Ms Truss had planned to use these first days in office to try to impress herself upon the public with big bang action on energy bills, a mini-Budget to try to tackle the cost of living crisis and address wider economic malaise.
There was to be a trip to the Ukraine and then the US. This was to be a PM in action. Instead, she is a PM who must find the right words to comfort a grieving nation when she herself would admit that her strength is not her.
There will inevitably be a comparison with Tony Blair, who captured the nation’s mood after the death of Princess Diana in August 1997 when he described her as the “People’s Princess”. He was a prime minister who managed to connect to the nation when the Royal Family seemed to fall short.

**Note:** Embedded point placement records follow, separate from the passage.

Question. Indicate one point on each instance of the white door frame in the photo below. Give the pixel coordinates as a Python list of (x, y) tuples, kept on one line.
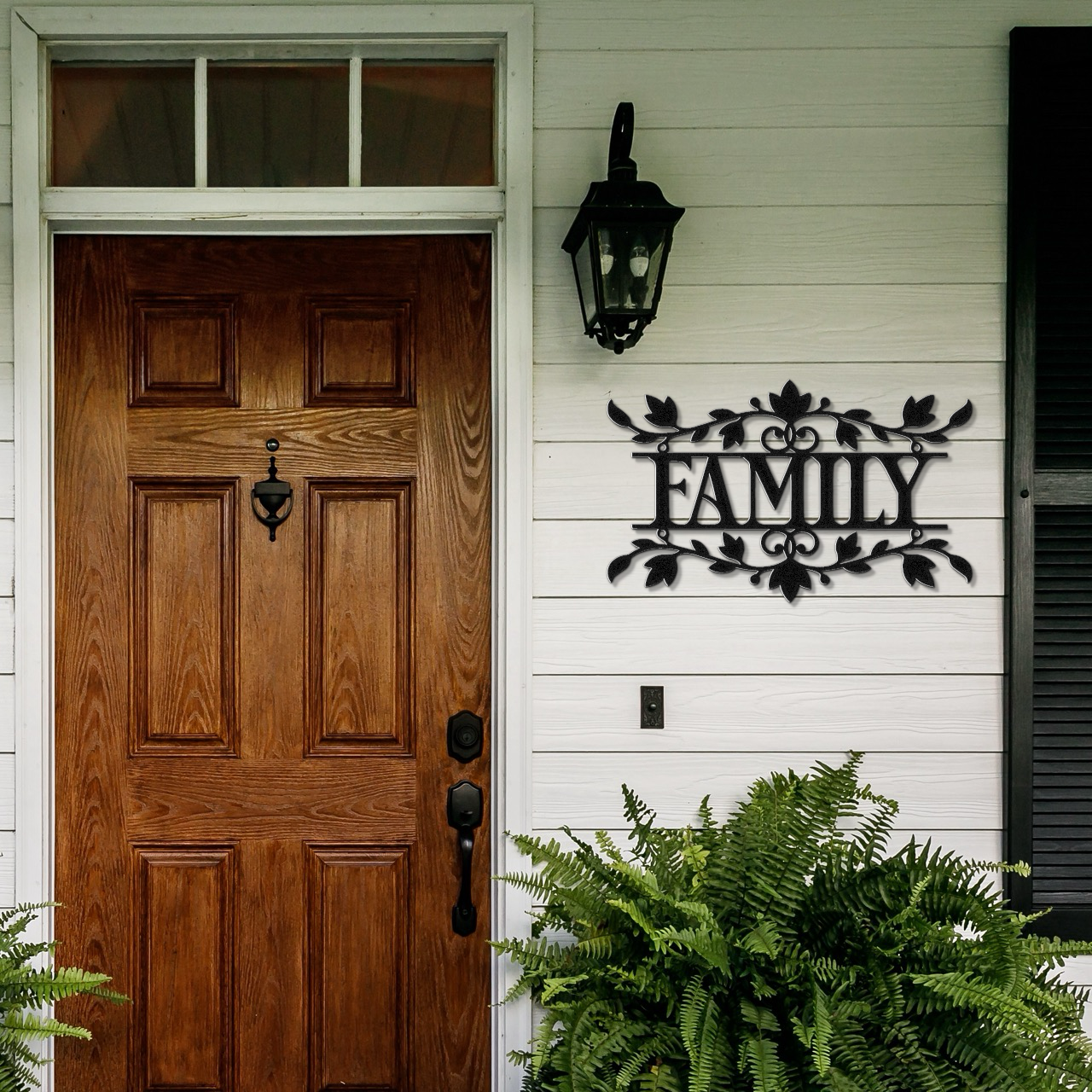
[(505, 211)]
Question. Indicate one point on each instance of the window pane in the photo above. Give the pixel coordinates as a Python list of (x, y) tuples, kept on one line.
[(279, 125), (427, 125), (123, 125)]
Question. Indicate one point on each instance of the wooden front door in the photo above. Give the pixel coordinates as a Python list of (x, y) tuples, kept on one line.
[(252, 736)]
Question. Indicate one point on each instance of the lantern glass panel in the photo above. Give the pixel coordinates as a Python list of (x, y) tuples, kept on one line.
[(630, 260), (585, 283)]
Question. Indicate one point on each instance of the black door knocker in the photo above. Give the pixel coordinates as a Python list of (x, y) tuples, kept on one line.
[(272, 492)]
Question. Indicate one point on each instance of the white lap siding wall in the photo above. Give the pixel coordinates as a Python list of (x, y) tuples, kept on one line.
[(843, 165)]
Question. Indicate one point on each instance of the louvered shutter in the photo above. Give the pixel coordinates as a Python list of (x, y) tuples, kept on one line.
[(1049, 491)]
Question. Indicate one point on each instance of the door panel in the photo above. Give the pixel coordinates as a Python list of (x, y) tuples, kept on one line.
[(252, 759)]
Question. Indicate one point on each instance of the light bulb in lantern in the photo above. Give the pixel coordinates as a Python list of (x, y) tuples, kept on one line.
[(607, 256)]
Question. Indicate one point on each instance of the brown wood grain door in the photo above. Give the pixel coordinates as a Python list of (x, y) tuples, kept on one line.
[(252, 755)]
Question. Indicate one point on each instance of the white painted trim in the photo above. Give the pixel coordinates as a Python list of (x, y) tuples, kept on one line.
[(503, 210), (486, 205)]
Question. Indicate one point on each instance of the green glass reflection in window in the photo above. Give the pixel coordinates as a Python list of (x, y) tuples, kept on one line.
[(123, 125), (427, 125), (277, 125)]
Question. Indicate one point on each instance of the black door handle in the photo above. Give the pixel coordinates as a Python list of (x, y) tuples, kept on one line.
[(464, 815)]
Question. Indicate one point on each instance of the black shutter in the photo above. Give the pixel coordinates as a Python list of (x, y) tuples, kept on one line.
[(1048, 818)]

Speaking of that moment, Mr Blair told me: “You’re aware of the responsibility, but the best thing to say is what you feel. If you say what you’re feeling you probably feel the same as most people.”

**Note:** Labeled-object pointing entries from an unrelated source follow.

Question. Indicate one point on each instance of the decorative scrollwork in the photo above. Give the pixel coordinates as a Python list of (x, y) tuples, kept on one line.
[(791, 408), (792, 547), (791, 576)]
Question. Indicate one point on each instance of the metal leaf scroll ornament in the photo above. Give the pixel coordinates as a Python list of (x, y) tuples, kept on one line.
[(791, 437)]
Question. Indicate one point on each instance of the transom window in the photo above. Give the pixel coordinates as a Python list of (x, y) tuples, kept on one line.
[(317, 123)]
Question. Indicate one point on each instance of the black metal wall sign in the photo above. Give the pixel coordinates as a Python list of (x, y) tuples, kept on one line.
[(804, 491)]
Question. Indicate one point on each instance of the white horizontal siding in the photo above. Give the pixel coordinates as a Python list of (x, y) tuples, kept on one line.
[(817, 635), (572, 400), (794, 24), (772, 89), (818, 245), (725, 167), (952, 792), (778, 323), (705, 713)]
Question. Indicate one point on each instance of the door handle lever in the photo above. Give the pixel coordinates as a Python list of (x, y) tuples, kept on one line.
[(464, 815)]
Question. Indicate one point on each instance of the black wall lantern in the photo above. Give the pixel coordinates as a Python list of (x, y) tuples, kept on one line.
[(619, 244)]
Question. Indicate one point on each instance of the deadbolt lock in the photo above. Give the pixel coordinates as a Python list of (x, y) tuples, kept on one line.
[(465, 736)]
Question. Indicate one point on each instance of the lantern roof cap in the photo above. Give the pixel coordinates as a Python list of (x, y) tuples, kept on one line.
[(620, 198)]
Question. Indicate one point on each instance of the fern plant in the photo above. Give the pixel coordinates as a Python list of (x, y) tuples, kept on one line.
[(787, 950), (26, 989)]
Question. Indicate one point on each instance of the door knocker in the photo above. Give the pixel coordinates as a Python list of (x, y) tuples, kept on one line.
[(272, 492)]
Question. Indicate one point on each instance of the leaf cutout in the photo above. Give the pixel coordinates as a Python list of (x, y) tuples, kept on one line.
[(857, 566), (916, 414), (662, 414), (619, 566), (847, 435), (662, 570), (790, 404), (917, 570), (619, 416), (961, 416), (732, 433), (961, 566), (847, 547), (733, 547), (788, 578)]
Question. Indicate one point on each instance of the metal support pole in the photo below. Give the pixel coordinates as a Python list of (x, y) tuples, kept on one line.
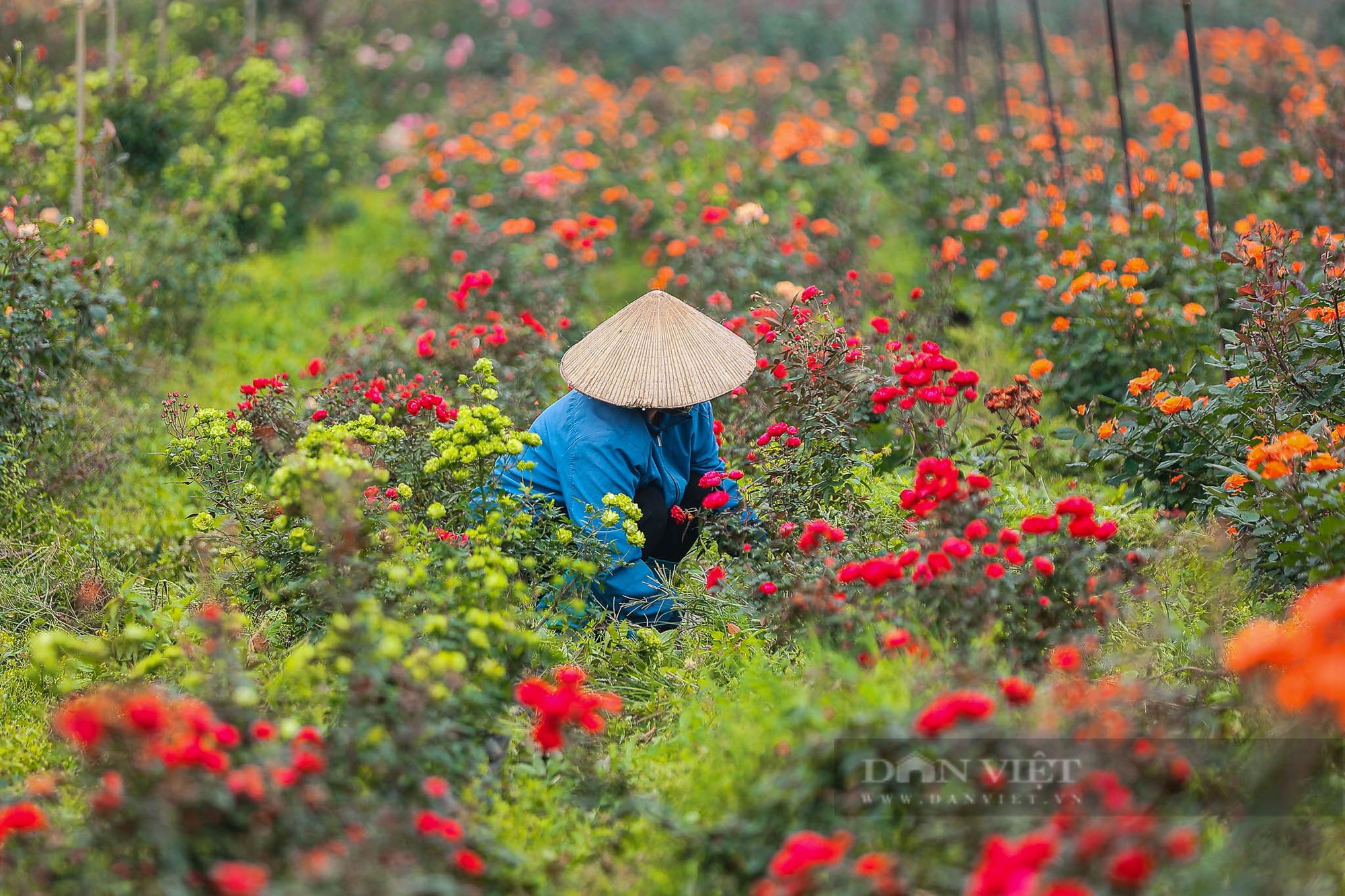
[(1199, 99), (1046, 80), (1198, 96), (162, 18), (961, 34), (1121, 106), (112, 41), (81, 53), (997, 44)]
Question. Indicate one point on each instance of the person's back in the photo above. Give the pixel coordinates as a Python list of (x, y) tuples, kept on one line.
[(638, 424)]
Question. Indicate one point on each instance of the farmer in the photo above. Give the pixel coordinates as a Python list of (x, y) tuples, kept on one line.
[(638, 423)]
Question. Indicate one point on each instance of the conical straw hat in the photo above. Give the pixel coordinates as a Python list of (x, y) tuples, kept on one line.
[(658, 353)]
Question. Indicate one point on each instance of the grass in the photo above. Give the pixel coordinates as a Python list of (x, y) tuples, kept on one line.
[(130, 516)]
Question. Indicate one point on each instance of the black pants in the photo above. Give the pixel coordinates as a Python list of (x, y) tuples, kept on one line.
[(665, 538)]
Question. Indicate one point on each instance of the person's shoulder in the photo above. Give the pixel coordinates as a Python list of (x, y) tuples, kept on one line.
[(591, 416)]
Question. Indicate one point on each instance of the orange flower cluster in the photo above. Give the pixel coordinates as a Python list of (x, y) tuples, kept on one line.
[(1303, 655), (1274, 459)]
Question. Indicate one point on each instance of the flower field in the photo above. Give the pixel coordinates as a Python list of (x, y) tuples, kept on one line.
[(1044, 448)]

“Queen Elizabeth was our monarch but she was in a sense our matriarch, the mother of our nation,” said Mr Blair.
But even as the nation grieves, he thinks that the country will be willing the new King and prime minister on – and that if these leaders hit the right tone, the end of the Elizabethan era need not be a moment of fracture but rather one of unity and nation building.
“I think the passing of the Queen is of course unsettling because she has been such a rock of stability. There will be a tremendous sense of genuine mourning and this is really important… if you think of all the things that divide us, this unites us,” he added.